Dejas, mansamente, en sábana fresca de hilo,
la bronca lujuria de las yeguas,
la furia delicada de las rosas.

Hay símbolos que nos acompañarán a lo largo de toda la antología, como la rosa o la luna.  Y, en estos símbolos, hay introspección que lleva a la nostalgia, y nostalgia que crea belleza:

Si puedes destrozarte un poco más el corazón,
húndete en la noche
y pregúntate qué eres tú a los ojos de aquella a quien amaste.

Con la pérdida de la amada, ésta se convierte de algún modo en parte de quienes rondan la niebla, su nombre pertenece ya a un montón de rosas innombrables.

Es también en este poemario donde Téllez comienza a reflexionar sobre su oficio, en poemas metapoéticos que hablan, como suele ocurrir, de la propia vida.

No quiero escribir
como el huésped de una casa derruida,
sino como el limpio amanuense de los días
con sol.

Los adioses muestra dolor contenido pero también magia, esa “maravilla” de la cuarta entrega que ya se prefigura aquí. Los poemas dedicados al padre muerto o a la hermana muerta, que el poeta no puede amparar, contrastan con la poderosa imagen de la amada como una lámpara encendida, en unos versos plásticos, visuales.

Mi amor, sentada, sola,
contra la oscuridad de la tierra.

Muertes y maravillas contiene el que, a mi parecer, es el mejor poema de Rafael Adolfo Téllez: “Acción de gracias”. Aquí utiliza el recurso tan suyo de ir nombrando, convocando, a distintos personajes, en una enumeración que desemboca en ese caminar a salvo entre las gentes, fruto de haberse detenido junto al portón oscuro. He aquí la coherencia de la que hablé.

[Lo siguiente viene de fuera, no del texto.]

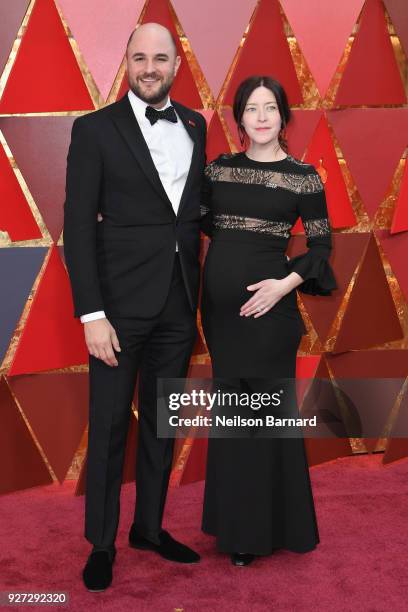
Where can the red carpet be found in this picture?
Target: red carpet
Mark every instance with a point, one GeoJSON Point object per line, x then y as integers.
{"type": "Point", "coordinates": [360, 563]}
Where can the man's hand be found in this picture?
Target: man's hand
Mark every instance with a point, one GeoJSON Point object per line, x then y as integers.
{"type": "Point", "coordinates": [101, 339]}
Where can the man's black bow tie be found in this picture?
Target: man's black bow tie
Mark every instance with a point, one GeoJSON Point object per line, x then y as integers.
{"type": "Point", "coordinates": [154, 115]}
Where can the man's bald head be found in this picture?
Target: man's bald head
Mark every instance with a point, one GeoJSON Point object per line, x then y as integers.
{"type": "Point", "coordinates": [152, 62]}
{"type": "Point", "coordinates": [153, 29]}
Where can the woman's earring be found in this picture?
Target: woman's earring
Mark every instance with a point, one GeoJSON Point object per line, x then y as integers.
{"type": "Point", "coordinates": [241, 134]}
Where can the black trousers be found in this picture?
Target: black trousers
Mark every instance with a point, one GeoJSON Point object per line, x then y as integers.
{"type": "Point", "coordinates": [155, 348]}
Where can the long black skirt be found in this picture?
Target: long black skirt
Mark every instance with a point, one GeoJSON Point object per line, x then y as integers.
{"type": "Point", "coordinates": [258, 494]}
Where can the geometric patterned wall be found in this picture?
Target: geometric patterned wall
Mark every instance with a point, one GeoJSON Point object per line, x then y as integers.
{"type": "Point", "coordinates": [344, 66]}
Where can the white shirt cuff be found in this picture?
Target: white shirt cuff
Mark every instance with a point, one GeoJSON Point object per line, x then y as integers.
{"type": "Point", "coordinates": [93, 316]}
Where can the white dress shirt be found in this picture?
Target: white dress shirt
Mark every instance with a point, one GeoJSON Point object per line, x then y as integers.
{"type": "Point", "coordinates": [171, 148]}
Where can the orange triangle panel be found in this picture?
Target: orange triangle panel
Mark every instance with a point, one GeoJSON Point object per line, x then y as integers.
{"type": "Point", "coordinates": [347, 252]}
{"type": "Point", "coordinates": [400, 218]}
{"type": "Point", "coordinates": [22, 464]}
{"type": "Point", "coordinates": [45, 76]}
{"type": "Point", "coordinates": [370, 318]}
{"type": "Point", "coordinates": [16, 217]}
{"type": "Point", "coordinates": [396, 248]}
{"type": "Point", "coordinates": [52, 338]}
{"type": "Point", "coordinates": [56, 406]}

También hay enumeración caótica en “César Vallejo”, un poema que aúna todas las presencias del libro. La enumeración le sirve para desarrollar un tema con variaciones, como en una melodía. De cada persona que nombra dice algo, sintiendo piedad por ellos y por sí mismo.

En este libro están presentes la lluvia y el fuego, presencias constantes de su poesía.  En este libro aparece por vez primera Joseph Uber, su heterónimo.

De los cantos de Joseph Uber quiero detenerme en los poemas dedicados a Turóbriga, en mi opinión los más hermosos.

He dicho adiós a mi calle
y al ángel invisible de mi calle.

Es muy difícil conseguir que una despedida sea hermosa: se requiere una concepción mítica de los muertos y el oficio de pensar muy bien cada palabra. Es precisamente eso lo que hace que la poesía de Téllez sea algo más que unos cuantos adioses.